Even the Mediterranean gets a little precipitation now and again, and our voyage to Sevilla today was accompanied by a bit of a shower. After a spin through the labyrinthine streets of Malaga, we finally made it to the motorway and were once again on the road and headed for adventure.
The view down the pedestrian avenue where our hotel in Malaga was located
We stopped for lunch at what appeared to be the Spanish version of a roadside truckstop with a hotel and very interesting restaurant that did have what could possibly be the best french fries in the world (our educated guess says they’re fried in olive oil – talk about tasty!). After a hearty meal of tortillas (not the kind you get in US grocery stores), salads, chicken, and of course the fries, we dodged raindrops and made it to Sevilla just as the clouds were clearing.
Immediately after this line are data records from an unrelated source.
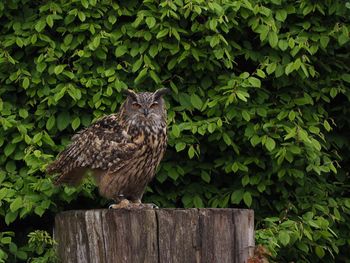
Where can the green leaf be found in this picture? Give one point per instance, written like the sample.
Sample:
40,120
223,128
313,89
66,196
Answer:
247,198
16,204
254,82
191,152
162,33
180,146
50,122
175,131
63,120
81,16
40,25
141,75
23,113
49,21
281,15
120,51
245,115
6,240
9,149
137,65
319,251
270,144
58,69
284,237
237,196
273,39
245,180
346,77
75,123
25,83
10,217
326,125
324,40
196,101
150,21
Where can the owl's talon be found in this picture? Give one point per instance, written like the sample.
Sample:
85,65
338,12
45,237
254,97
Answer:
122,204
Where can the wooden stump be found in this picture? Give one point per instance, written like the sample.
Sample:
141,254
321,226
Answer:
155,235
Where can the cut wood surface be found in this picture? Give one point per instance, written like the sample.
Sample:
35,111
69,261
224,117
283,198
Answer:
155,235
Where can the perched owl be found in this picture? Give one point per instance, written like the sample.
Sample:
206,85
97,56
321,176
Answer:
122,150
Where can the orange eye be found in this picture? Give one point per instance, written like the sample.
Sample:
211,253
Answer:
154,104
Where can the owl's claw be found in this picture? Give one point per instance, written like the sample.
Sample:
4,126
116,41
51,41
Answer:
150,205
125,203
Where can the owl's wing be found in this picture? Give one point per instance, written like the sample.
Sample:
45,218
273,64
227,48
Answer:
102,145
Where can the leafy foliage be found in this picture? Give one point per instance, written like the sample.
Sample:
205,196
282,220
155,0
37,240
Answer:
257,118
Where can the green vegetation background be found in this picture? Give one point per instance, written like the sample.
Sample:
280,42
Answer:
258,116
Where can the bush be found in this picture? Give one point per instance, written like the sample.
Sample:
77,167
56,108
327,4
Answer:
257,117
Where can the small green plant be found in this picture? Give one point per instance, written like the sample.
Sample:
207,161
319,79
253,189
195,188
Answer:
258,116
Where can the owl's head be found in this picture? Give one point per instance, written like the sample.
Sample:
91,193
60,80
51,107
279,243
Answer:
145,106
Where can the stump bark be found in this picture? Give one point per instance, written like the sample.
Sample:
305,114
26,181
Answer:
155,235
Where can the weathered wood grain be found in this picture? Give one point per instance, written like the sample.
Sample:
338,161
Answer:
155,235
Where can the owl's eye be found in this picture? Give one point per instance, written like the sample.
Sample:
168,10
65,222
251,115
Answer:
136,105
154,104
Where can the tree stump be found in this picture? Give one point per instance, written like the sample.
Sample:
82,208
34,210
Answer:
155,235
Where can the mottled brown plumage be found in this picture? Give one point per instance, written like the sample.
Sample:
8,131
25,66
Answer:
123,150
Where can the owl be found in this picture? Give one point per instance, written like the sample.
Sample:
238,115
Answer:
122,150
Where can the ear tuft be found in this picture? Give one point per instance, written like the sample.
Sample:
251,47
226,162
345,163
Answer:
161,92
130,93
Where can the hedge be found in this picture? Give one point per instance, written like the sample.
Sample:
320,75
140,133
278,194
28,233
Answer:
258,116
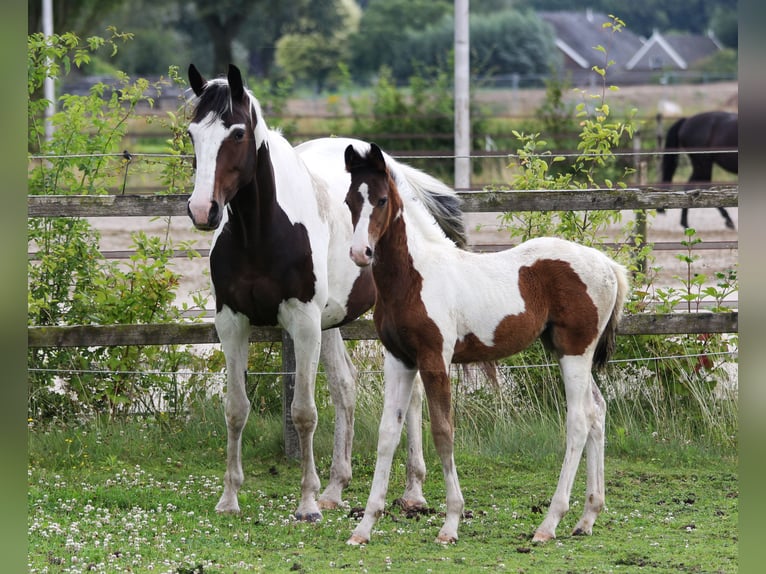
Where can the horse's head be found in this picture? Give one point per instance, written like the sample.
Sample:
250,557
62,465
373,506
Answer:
373,200
224,131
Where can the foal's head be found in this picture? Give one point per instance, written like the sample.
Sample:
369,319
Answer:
227,129
373,200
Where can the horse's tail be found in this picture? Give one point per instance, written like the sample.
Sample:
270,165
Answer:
439,199
608,341
670,160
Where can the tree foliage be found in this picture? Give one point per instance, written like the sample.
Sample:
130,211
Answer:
386,25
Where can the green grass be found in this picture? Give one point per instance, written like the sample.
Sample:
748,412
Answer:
139,496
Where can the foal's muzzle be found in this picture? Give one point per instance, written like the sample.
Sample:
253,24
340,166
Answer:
205,219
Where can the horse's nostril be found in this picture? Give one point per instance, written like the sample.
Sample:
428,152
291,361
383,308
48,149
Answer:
212,216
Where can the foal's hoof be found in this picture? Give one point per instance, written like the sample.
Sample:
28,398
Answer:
446,539
542,537
328,504
308,517
357,540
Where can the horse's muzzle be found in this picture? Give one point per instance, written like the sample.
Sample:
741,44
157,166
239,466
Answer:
205,220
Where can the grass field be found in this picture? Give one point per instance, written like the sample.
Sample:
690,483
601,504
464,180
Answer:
139,497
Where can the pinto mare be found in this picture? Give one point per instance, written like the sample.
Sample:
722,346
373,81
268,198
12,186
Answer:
438,304
716,132
280,256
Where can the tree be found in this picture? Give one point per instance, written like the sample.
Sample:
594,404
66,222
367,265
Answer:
385,25
223,20
80,17
314,56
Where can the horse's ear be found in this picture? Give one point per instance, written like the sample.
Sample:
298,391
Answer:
353,159
375,157
196,81
235,83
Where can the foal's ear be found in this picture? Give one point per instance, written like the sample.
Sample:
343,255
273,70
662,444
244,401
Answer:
235,83
376,159
353,159
196,81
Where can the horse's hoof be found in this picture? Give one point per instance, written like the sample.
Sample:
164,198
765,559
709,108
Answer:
411,505
308,517
357,540
446,539
542,537
227,508
328,505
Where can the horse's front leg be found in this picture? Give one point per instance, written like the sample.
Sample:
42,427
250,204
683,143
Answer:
396,400
439,394
233,331
416,466
303,323
341,378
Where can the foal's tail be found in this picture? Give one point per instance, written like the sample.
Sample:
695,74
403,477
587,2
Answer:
670,160
608,340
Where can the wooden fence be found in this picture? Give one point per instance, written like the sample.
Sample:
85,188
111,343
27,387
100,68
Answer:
361,329
474,201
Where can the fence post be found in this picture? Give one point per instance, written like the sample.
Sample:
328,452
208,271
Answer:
292,445
640,167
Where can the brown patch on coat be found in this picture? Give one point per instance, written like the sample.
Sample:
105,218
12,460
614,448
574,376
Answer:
557,308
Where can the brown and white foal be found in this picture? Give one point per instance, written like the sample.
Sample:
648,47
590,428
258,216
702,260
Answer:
438,304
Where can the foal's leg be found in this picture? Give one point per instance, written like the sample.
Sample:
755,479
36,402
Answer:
303,322
233,331
580,416
437,385
341,378
594,487
396,399
416,465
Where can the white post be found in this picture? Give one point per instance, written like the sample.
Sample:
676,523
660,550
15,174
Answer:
462,100
48,86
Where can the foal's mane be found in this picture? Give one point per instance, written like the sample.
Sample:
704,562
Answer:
438,200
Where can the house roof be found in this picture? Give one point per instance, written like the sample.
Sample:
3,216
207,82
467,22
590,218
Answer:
578,33
672,51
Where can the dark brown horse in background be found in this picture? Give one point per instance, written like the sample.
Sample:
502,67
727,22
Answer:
715,132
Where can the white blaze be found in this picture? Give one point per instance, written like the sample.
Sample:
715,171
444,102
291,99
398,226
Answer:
360,241
207,135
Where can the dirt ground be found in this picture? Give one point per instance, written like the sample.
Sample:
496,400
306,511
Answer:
672,100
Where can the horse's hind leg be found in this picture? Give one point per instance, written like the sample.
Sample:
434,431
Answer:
726,218
233,330
341,377
580,418
594,488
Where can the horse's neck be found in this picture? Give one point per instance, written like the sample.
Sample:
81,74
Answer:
404,244
253,207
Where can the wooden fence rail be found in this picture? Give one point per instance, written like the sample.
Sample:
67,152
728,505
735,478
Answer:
133,205
473,201
362,329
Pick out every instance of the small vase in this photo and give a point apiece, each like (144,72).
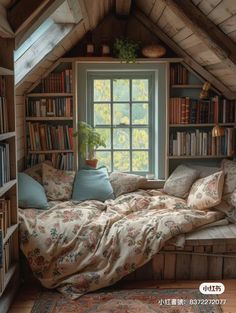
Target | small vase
(92,163)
One of the patios in our hotel in Sevilla
After checking into our hotel (which is the perfect place for a group of horticulture students to stay since all the rooms are named for various flora) we walked through more narrow, cobbled streets to our next destination: the Catedral de Sevilla. There are many benefits to traveling, not the least of which are the constant discoveries one makes. For instance, today we discovered that guide books aren’t always correct and the Cathedral was closed to ‘cultural visitors’ by the time we arrived, even though the guide book stated a later closing time. This was a bit of a disappointment as the Cathedral here is the third largest in the world after St. Paul’s in London and the cathedral in St. Petersburg, and is the largest Gothic cathedral anywhere, so a visit to Sevilla isn’t complete without a tour of the cathedral. We were able to steal glimpses of it through closed gates and traversed the exterior, marveling at the carved stone and sheer size of the place. We also discovered that there was a small public garden nearby and walked to it, passing by the former home of Washington Irving, an American diplomat, writer, and historian who was ambassador to Spain in the early 1800′s. A peek through the gate revealed a colorful and beautifully kept patio courtyard filled with flowers that stopped all of us in our tracks.
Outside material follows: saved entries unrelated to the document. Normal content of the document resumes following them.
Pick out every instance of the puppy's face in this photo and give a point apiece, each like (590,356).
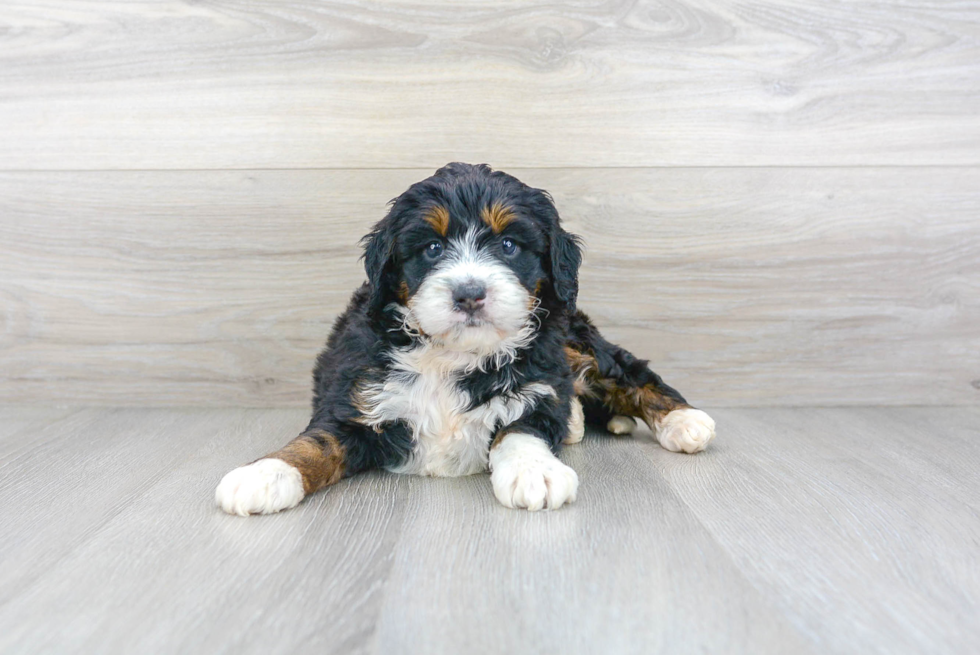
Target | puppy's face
(470,254)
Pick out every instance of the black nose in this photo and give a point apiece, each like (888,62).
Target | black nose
(469,297)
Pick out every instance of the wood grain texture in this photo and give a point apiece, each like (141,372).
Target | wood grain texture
(270,84)
(807,502)
(848,530)
(743,286)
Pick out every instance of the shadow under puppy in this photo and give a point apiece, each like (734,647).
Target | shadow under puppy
(464,351)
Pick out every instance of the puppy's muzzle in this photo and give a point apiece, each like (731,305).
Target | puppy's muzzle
(468,297)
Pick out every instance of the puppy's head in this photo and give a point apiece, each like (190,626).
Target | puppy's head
(469,255)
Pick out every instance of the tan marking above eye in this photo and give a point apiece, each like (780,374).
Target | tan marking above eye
(497,216)
(438,218)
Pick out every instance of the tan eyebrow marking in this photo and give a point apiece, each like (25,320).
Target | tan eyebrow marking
(438,218)
(497,216)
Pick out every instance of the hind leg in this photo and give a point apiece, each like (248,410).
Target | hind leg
(617,385)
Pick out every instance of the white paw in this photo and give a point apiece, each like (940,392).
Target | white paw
(685,430)
(576,423)
(525,473)
(621,424)
(263,487)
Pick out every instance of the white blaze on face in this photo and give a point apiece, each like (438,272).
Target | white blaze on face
(505,311)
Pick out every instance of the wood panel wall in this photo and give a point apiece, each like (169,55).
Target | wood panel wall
(780,199)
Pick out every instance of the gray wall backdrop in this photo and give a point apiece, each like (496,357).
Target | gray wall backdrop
(780,199)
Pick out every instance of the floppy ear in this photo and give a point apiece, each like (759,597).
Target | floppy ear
(566,257)
(379,252)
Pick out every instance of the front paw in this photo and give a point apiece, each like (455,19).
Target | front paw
(263,487)
(526,474)
(685,430)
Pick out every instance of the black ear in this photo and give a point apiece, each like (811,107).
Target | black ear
(566,257)
(379,254)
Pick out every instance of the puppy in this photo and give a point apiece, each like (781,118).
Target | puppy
(464,352)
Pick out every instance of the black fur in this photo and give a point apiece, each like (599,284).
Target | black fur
(362,339)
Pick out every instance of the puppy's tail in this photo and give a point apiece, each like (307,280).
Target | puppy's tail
(613,384)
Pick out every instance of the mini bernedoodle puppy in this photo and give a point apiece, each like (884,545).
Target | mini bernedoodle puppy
(464,351)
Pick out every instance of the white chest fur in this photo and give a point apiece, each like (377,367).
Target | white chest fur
(450,439)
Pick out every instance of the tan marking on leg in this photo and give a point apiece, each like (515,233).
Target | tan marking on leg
(320,465)
(497,216)
(585,370)
(643,402)
(438,218)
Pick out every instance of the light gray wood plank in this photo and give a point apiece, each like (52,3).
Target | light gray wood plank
(800,530)
(17,422)
(743,286)
(625,569)
(74,475)
(90,85)
(168,572)
(861,524)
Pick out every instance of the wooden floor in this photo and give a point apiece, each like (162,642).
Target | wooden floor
(799,531)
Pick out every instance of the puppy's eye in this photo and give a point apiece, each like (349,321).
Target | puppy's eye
(508,247)
(433,251)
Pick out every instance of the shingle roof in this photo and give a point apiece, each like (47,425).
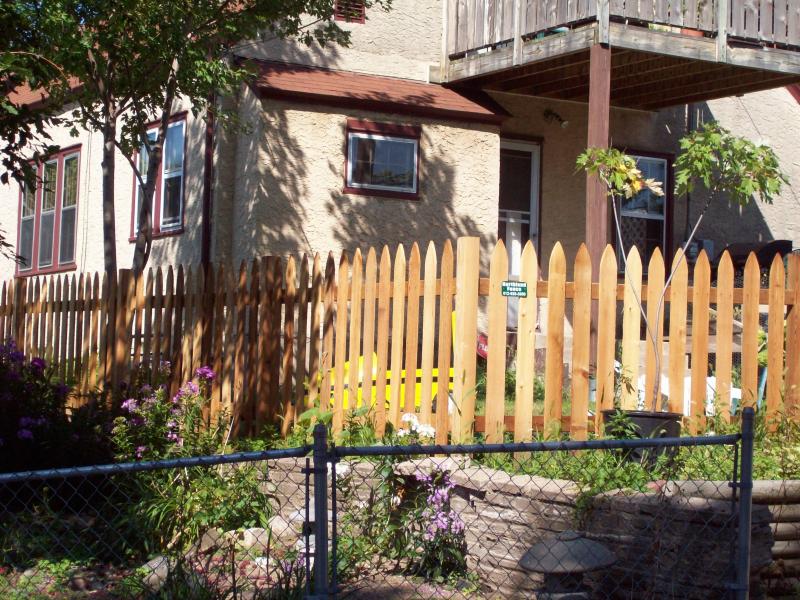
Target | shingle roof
(371,92)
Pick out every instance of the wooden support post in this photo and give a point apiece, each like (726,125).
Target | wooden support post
(467,276)
(596,200)
(599,106)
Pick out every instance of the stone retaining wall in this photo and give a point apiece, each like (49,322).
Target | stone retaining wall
(686,541)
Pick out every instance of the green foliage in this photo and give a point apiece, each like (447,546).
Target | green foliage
(729,164)
(37,430)
(174,508)
(617,171)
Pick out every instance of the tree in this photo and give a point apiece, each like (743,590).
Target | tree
(137,58)
(724,164)
(23,127)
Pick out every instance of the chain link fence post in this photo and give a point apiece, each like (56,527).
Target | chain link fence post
(320,468)
(745,486)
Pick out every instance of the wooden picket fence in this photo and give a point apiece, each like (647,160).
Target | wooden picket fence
(282,335)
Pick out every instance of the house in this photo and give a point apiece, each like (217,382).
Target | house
(437,123)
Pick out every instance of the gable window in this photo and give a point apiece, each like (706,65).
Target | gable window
(350,11)
(48,216)
(166,211)
(644,219)
(382,159)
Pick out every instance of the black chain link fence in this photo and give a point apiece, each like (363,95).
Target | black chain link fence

The patio of Washington Irving's home in Sevilla
A peek at La Catedral de Sevilla through a Moorish keyhole gate
As public green spaces go, Spain is definitely a fan and there are parks and gardens in every city we’ve seen. The Jardines de Murillo was a pleasant park with shady groves and painted tile benches situated around bubbling fountains. This park also contained several ginormous Ficus elastica – of which the buttress roots gave the cathedral buttresses a run for their money!
Gavin provides scale for this Ficus elastica at Jardines de Murillo
Plants here followed the expected Mediterranean palette: Ficus, Lantana, Bougainvillea, Palms, Oleander, Plumbago. The decomposed granite paths were a bit slushy after the rain, but the park appeared well-tended (though not to Longwood standards, if I do say so myself) and was also well-used with many people strolling the paths and sitting on benches enjoying the emerging sun.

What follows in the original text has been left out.